On 09/19/2015 03:48 AM, Kyle Auble wrote:
On 09/18/2015 01:34 PM, Jens Reyer wrote:
Now, for all those wondering about the *usefulness of wine stable*: yes, please!
I'm not at Wineconf, but isn't Michael S. giving a talk about exactly this? I already mentioned my (not very weighty) opinion in another email, but I think we should be asking two distinct questions about wine's stable release:
- Is there value in having a stable release?
- Should it be decided on upstream and the same for everyone?
My view is "definitely yes" for #1 but "probably not" for #2. Especially with git and the mature infrastructure of the distros these days, it makes more sense to me to let each distro follow their own timeline - resync their git tree with WineHQ's, pick a dev release to fix as stable, create a branch there, then apply their custom patches and occasional upstream bug-fixes on top. I get the impression that's the approach many of the other flagship FOSS projects have settled into.
Yes of course for #1, but also for #2. There are 1046 commits between 1.5.31 and 1.6.2, from these 687 commits between 1.5.31 (2013-05-24) and 1.6 (2013-08-07). This is an awesome quality effort by winehq. Of course at some point this is void for a completely outdated stable release, but imo this is counted in years: Wine has so many use cases, and much is working even with a years old, but mostly regression free and thoroughly looked over version.
I think single distributions can't do this, neither by developers (manpower and technical knowledge), nor by users required for this. Which distributions actually use development releases as base for their default Wine release? E.g. kernel releases are first taken care of by upstream. Only later the distributions take over maintainership.
btw (just my 2 cent): I think dropping release goals would make more frequent Wine releases, and following this their support, much easier. Dropping a release goal doesn't mean you don't value the goal, it just states that it wasn't ready at the release date. There is no loss in releasing without some new feature. Debian does this by specifying the next freeze date directly after the release, this turned out to work much better then waiting for everything being ready.
I see the need and usefulness of wine-development for many people, and therefore I promised to maintain them in backports at least for Debian Jessie (i.e. probably the next 2 years). But this is only an additional service for users who have a reason to leave the stable path of their system. The occasional user is happy to know that Wine exists and that it works for an awesome lot of applications (and will do so for the next time, because neither the system or wine will change frequently). I'm sure they are the vast, but silent, majority.
I can see why WineHQ still recommends the dev release for most users at this point. I did have similar concerns to yours though, when I asked in my bug report if the "wine-development" package should be part of the normal Debian Stable repo. I wanted to ask if both people here at WineHQ and at Debian packaging could keep an eye out for relevant data over the next year or so.
Particularly, I wonder...
- Will many questions from Debian Stable users about "wine-development"

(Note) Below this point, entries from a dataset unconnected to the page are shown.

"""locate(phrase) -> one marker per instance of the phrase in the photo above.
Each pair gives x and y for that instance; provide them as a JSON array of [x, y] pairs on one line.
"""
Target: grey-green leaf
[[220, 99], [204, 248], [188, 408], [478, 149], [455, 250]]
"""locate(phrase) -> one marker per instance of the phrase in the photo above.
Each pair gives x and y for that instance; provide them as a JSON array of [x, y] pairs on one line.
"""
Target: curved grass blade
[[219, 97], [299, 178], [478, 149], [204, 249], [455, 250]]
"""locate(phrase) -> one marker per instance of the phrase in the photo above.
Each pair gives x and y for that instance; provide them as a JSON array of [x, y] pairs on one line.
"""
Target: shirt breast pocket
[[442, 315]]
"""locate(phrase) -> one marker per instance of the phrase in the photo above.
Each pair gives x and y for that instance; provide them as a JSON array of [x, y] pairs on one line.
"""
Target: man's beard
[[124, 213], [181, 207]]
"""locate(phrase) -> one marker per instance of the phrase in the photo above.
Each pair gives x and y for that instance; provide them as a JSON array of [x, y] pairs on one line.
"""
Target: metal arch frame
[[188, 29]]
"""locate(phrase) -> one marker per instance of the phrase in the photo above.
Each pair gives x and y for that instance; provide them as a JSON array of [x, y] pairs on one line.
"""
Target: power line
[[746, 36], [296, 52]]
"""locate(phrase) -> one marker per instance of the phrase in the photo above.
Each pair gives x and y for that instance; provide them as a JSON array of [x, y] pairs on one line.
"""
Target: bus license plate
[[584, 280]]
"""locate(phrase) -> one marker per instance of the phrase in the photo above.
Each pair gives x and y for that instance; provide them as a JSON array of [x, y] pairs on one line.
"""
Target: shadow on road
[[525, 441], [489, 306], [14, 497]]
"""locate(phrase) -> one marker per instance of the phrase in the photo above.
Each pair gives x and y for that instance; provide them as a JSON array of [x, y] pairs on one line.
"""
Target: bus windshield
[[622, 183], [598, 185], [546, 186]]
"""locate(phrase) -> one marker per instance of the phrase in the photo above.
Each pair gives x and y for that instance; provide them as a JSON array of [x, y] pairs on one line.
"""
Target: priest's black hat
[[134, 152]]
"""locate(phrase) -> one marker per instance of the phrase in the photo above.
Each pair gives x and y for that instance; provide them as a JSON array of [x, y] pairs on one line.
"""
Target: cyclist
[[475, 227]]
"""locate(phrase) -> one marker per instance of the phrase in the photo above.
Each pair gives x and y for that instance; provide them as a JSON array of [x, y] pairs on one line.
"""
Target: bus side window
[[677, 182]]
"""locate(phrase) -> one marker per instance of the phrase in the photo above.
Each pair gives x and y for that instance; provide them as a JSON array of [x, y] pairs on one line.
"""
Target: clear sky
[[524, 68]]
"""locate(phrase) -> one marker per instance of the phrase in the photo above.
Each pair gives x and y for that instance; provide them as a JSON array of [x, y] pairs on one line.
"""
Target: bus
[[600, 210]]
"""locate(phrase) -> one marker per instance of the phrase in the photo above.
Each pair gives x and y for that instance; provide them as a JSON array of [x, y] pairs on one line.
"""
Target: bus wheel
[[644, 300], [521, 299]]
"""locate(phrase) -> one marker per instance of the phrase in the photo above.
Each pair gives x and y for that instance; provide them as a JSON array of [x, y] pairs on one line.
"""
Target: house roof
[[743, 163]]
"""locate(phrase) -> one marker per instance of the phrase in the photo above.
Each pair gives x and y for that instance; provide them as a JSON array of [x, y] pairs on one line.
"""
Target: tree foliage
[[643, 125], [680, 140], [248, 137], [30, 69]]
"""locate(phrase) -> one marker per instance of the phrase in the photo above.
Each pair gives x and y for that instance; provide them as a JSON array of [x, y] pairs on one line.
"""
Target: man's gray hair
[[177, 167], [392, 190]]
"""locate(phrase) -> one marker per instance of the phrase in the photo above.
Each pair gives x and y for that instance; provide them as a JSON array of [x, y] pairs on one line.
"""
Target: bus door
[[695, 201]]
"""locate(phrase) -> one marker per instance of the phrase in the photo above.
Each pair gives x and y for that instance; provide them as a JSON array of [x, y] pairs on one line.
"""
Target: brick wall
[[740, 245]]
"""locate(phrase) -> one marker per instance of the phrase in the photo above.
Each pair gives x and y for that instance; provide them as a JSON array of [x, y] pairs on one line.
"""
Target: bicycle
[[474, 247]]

being outdated pop up on the Wine forums or IRC? 2. Will the install ratio for Backports vs. Stable "wine-development" grow significantly as Jessie ages (if popcon can distinguish between the two)? 3. Ditto for "wine" vs. "wine-development".
I'd interpret any of those things as a sign that the frozen version of "wine-development" on Stable might be redundant (and the 3rd that you're right about most Debian users being fine with the stable release). The Debian team could take that into account when deciding what to include in Stretch.
There is no version data in popcon. We can only compare wine and wine-development, and look both at "Installed" (including occasional users, which are also stable's target group, but also one-time users) and "Vote" (regular users). atm wine stable leads by a factor of about 20. But interpreting that number and its future changes is quite hard.